Residents in shadow of Indonesia volcano reckon with ruin

At least 14 people have been killed, dozens injured and hundreds of families left homeless after Mount Semeru’s eruption on Saturday.

People inspect their village buried with volcanic ash from the Mount Semeru eruption at Sumber Wuluh village in Lumajang, East Java, Indonesia [Ammar/EPA]

Surrounded by an apocalyptic scene of molten ash and mud, residents living in the shadow of Indonesia’s Mount Semeru combed through ruined belongings after their homes were blanketed by the volcanic eruption on Saturday.

Fathers cradled distressed daughters, elderly villagers heaved mattresses on their backs and farmers carried goats that had survived, trying to salvage what they could from where their village once existed.

“We did not know it was hot mud,” said Bunadi, a resident of Kampung Renteng village.

“All of a sudden, the sky turned dark as rains and hot smoke came.”

Rescue personnel search for villagers in an area covered in volcanic ash at Sumber Wuluh village in Lumajang Juni Kriswanto/AFP]

The eruption has killed 14 people and injured 56, a disaster mitigation agency official said on Sunday.

The injuries, 35 of which were severe, were lower than the previous count of 98. The official also said 1,300 people had been evacuated.
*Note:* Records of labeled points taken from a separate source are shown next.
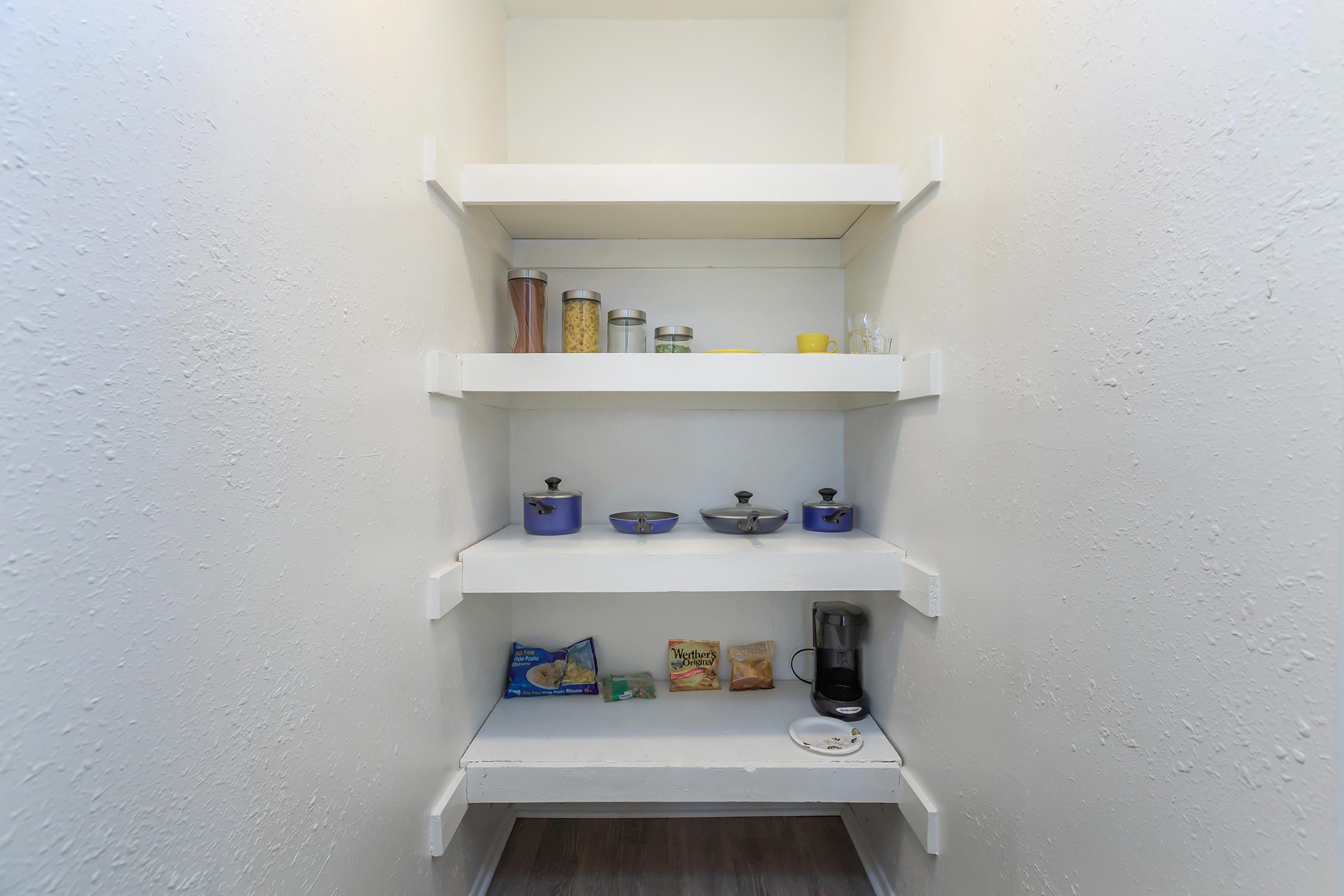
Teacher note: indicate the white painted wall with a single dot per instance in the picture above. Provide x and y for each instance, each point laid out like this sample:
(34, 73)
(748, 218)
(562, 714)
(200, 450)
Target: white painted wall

It also left many homeless and hundreds into shelters.

At a local mosque, mothers sat on the floor next to their sleeping children, fortunate to have escaped the deluge that encased entire villages in ash and left dozens with severe burns.

‘Almost saved’

Some returned to their ghost towns after the eruption despite the risks to their health from filthy air, desperate to pick up the pieces from the acrid sea of mud.

In one home in Lumajang district in East Java, plates, pots and bowls sat on a table as if dinner was being served, but the food had been replaced with servings of volcanic ash.

Some searched desperately for missing friends and relatives.

“There were 10 people carried away by the mud flow,” said Salim, another resident of Kampung Renteng. “One of them was almost saved. He was told to run away but said, ‘I can’t, who will feed my cows?'”

A man brings his buffaloes for evacuation past houses covered with ash following an eruption of Mount Semeru, seen in the background, in Lumajang, East Java, Indonesia [AP Photo]

Roofs of houses in the village of Sumber Wuluh poked out from layers of thick mud, highlighting the sheer volume that descended on the area.

Cows either lay dead or clung to life with their flesh ripped off by the searing heat.

A cigarette hung from the mouth of one evacuee as he was pulled to safety, while rescuers dressed in orange uniforms worked against a hellish dark-grey backdrop.

One group of Sumber Wuluh residents stood together in the ash, looking towards Semeru’s crater as smoke continued to billow.

With blackened, leafless trees, submerged cars and buckled buildings all around, they and their animals were the only life where all else had fallen quiet.

Indonesia, an archipelago with more than 270 million people, is prone to earthquakes and volcanic activity because it sits along the Pacific “Ring of Fire”, a horseshoe-shaped series of fault lines.